What passes for my purse is a brown jute messenger bag with a shoulder strap and a velcro flap. I can't dirty it, and I can't destroy it. For me that's perfect. It was made by a woman in India trying to keep herself out of the sex trade.

Attached by a purple carabiner are my keys, keys that open my apartment, the dark, dingy community laundry room, a filing cabinet that contains nothing of value, a Kryptonite bike lock, a wheel-less 60-pound black banner case named Bertha, and the office floor directly above the campaign headquarters of Senator John "Maverick" McCain.

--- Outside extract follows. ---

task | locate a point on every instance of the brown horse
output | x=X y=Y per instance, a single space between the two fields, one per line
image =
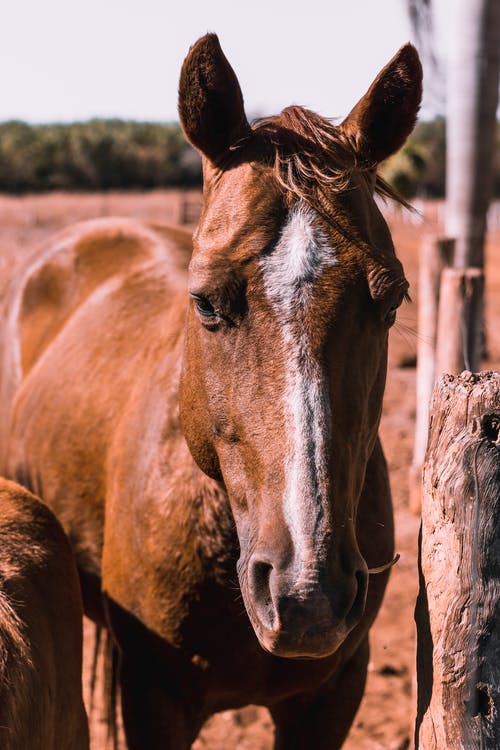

Inside: five bungee cords, assorted lengths and colors; a dark blue DC Urban League T-shirt, size XL, obtained during my stint on the IJM softball team; two pink and grey women's kayaking shoes, size 8; 1 pair of grey running shorts that say "HOOS" across the seat; a Christian historical romance of questionable literary merit; a James Joyce novel of impenetrable literary merit; an LG flip phone with many cool features that I lack the mental capacity to use, most recent text message a request for Raquel to ask Josh if he knows any solid, Christian, Spanish-speaking attorneys with criminal litigation experience; eight $1 bills, decidedly wrinkled and dirty, obtained as change on my last visit to the Columbia Pike Farmers' Market; a Swiss army knife; a class syllabus for Literature of Science, scrawled with illustrations of flowers, butterflies, and shooting stars, plus the words "anthocyanin," "epilepsy," and "boring," and the epigram, "Dare to be wrong;" class notes for Literature of Science, written on the back of a diagram of the Nicollet Ballroom at the Hyatt Regency Minneapolis; receipts for food purchased at airports in Washington, DC and Minneapolis-St.Paul; a bank card; a credit card that gets me free outdoor adventure gear; a credit card that gets me free flights to California; a card that gets me into my gym; two cards that get me grocery discounts; a work ID that shows me with black, short hair; a passport with me sporting long, blonde hair, and stamps from Nicaragua, Frankfurt, Athens, Florence, Corfu, and the seaside city of Sarande, Albania; a compact mirror; a journal; a pencil case containing nothing that writes; a calculator; a ticket stub for Indiana Jones and the Kingdom of the Crystal Skull; an address book featuring a hair salon, a dentist, a college friend in Durham, and my sister and brother-in-law, addresses that I want to know but can't seem to memorize.